Writer of short stories, literary criticism, and poetry. Poe is remembered for such poems as "The Raven" and "Annabel Lee." His horror stories, such as "The Pit and the Pendulum," "The Fall of the House of Usher," and "The Tell-Tale Heart" helped define the genre, and tales such as "The Murders in the Rue Morgue" established detective fiction.

Booker T. Washington

Booker T. Washington

American educator who was born a slave in Virginia. He was appointed head of the Tuskegee Institute in Alabama in 1881 and remained there until his death. Washington's most important works are Up From Slavery, The Future of the American Negro, and Frederick Douglass.

J.R.R. Tolkien

J.R.R. Tolkien

British philologist and writer of fantasy novels. Tolkien's interest in language and mythology prompted his creation of The Hobbit, The Lord of the Rings trilogy, and The Silmarillion.

Charles Dickens

Charles Dickens

English novelist, pamphleteer, playwright, and editor. Among his most popular works are The Pickwick Papers, Oliver Twist, The Old Curiosity Shop, Great Expectations, David Copperfield, Bleak House, A Tale of Two Cities, and A Christmas Carol.

Lorraine Hansberry

Lorraine Hansberry

Hansberry won the Best Play Award from the New York Drama Critics' Circle for A Raisin in the Sun. She was the first African-American playwright and the youngest American to win the prestigious prize. After her early death her husband assembled from her plays, letter, diaries, and other writings a dramatic presentation, To Be Young, Gifted and Black.

Tennessee Williams

Tennessee Williams

Playwright born in Columbus, Mississippi. Williams established himself as a talented dramatist with the publication of The Glass Menagerie. The theme of the lonely woman inhabiting a world of dreams appears in several of his plays, most notably in A Streetcar Named Desire, for which he won a Pulitzer Prize. Williams won a second Pulitzer Prize for Cat on a Hot Tin Roof.

W.E.B. DuBois

W.E.B. DuBois

Co-founder of the National Association for the Advancement of Colored People (NAACP) and editor of that organization's magazine, Crisis. He also wrote several books, including The Souls of Black Folk, John Brown, and The Black Flame.

James Joyce

James Joyce

Irish novelist, short story writer, and poet born in Dublin.
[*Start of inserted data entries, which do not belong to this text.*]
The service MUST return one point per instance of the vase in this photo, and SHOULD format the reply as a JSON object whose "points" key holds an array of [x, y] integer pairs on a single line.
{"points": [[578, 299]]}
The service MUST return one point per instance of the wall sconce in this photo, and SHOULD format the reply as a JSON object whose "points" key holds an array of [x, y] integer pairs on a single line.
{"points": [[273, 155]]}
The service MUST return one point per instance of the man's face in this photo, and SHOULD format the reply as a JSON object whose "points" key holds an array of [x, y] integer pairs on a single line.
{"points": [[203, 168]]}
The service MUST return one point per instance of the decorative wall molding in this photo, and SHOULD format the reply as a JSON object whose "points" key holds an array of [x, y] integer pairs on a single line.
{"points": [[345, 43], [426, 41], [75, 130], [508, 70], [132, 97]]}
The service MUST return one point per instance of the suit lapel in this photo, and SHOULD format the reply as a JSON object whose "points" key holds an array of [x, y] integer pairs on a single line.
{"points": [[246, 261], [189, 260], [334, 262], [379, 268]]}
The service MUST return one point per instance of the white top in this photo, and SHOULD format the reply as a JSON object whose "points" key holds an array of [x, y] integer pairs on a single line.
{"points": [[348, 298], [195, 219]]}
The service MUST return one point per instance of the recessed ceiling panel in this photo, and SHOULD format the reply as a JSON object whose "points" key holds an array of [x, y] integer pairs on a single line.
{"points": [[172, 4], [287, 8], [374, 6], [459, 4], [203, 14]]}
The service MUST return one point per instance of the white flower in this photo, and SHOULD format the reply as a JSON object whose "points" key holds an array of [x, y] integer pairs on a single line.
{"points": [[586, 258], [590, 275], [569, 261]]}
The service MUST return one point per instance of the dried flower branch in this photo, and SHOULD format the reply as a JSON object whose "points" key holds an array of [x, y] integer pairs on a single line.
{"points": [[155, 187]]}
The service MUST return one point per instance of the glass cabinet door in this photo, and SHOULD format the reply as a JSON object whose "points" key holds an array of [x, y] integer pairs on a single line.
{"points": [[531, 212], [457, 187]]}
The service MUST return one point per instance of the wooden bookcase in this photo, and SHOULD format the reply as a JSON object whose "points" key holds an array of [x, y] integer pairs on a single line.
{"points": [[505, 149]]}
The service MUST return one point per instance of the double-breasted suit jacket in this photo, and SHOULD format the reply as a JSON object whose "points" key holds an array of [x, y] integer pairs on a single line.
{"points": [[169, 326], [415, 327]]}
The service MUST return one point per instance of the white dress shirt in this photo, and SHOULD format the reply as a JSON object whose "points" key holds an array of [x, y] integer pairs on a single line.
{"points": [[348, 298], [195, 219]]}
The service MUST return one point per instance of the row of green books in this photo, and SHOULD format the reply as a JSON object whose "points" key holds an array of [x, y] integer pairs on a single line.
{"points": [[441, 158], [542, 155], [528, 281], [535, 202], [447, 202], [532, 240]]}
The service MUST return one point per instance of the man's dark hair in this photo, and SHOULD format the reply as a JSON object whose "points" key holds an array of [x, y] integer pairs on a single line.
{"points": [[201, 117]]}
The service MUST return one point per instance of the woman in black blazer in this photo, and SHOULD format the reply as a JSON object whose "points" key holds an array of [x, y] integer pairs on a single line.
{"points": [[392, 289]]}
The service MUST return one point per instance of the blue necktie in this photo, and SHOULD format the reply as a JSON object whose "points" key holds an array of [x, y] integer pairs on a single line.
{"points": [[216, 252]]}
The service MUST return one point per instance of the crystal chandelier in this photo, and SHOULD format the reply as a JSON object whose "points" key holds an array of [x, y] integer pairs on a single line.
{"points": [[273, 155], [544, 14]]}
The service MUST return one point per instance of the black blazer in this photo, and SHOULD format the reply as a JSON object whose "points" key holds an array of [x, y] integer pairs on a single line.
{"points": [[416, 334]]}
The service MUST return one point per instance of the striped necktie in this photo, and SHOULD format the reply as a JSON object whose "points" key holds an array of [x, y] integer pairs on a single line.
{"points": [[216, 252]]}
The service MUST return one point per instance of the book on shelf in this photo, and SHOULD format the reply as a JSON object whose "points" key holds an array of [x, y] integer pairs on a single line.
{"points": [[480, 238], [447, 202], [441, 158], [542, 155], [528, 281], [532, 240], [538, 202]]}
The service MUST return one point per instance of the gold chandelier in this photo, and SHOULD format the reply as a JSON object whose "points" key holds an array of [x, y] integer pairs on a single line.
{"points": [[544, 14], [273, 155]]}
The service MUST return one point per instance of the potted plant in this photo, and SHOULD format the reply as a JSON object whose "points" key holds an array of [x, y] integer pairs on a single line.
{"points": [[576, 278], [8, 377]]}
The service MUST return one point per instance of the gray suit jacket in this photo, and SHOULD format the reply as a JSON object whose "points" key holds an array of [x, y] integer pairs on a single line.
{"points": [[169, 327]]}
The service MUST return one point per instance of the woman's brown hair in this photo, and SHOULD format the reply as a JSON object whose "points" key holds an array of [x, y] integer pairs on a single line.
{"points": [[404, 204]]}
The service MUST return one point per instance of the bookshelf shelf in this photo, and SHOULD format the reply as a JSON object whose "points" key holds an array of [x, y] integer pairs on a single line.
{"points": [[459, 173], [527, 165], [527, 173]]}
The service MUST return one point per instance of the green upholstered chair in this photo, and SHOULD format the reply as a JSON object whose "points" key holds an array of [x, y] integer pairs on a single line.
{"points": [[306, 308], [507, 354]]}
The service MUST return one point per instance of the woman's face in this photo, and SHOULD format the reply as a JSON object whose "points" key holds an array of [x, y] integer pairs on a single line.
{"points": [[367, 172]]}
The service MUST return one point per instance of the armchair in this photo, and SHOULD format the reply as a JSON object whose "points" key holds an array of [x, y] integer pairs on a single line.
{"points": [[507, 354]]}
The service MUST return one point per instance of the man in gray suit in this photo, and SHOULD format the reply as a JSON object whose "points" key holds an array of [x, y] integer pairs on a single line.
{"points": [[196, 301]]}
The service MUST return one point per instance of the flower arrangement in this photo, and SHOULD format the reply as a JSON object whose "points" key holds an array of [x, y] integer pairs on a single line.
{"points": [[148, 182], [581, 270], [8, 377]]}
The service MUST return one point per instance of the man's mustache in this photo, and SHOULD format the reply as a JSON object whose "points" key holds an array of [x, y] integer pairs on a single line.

Joyce developed the interior monologue (stream of consciousness) and used it in his masterpiece Ulysses. Other books include A Portrait of the Artist as a Young Man, Dubliners, and Finnegans Wake.

Margaret Mead

Margaret Mead

American anthropologist and curator of the American Museum of Natural History. Mead wrote many books, including Growing Up in New Guinea, Male and Female, and Growth and Culture. Her writings helped make anthropology accessible to a wide reading public.

Miguel de Cervantes

Miguel de Cervantes

Spanish novelist, playwright, poet, and short story writer. Cervantes wrote almost thirty plays, but he is best known for his novel Don Quixote. The work, which lampooned the chivalric excesses of his times, set new standards for the emerging form of the novel.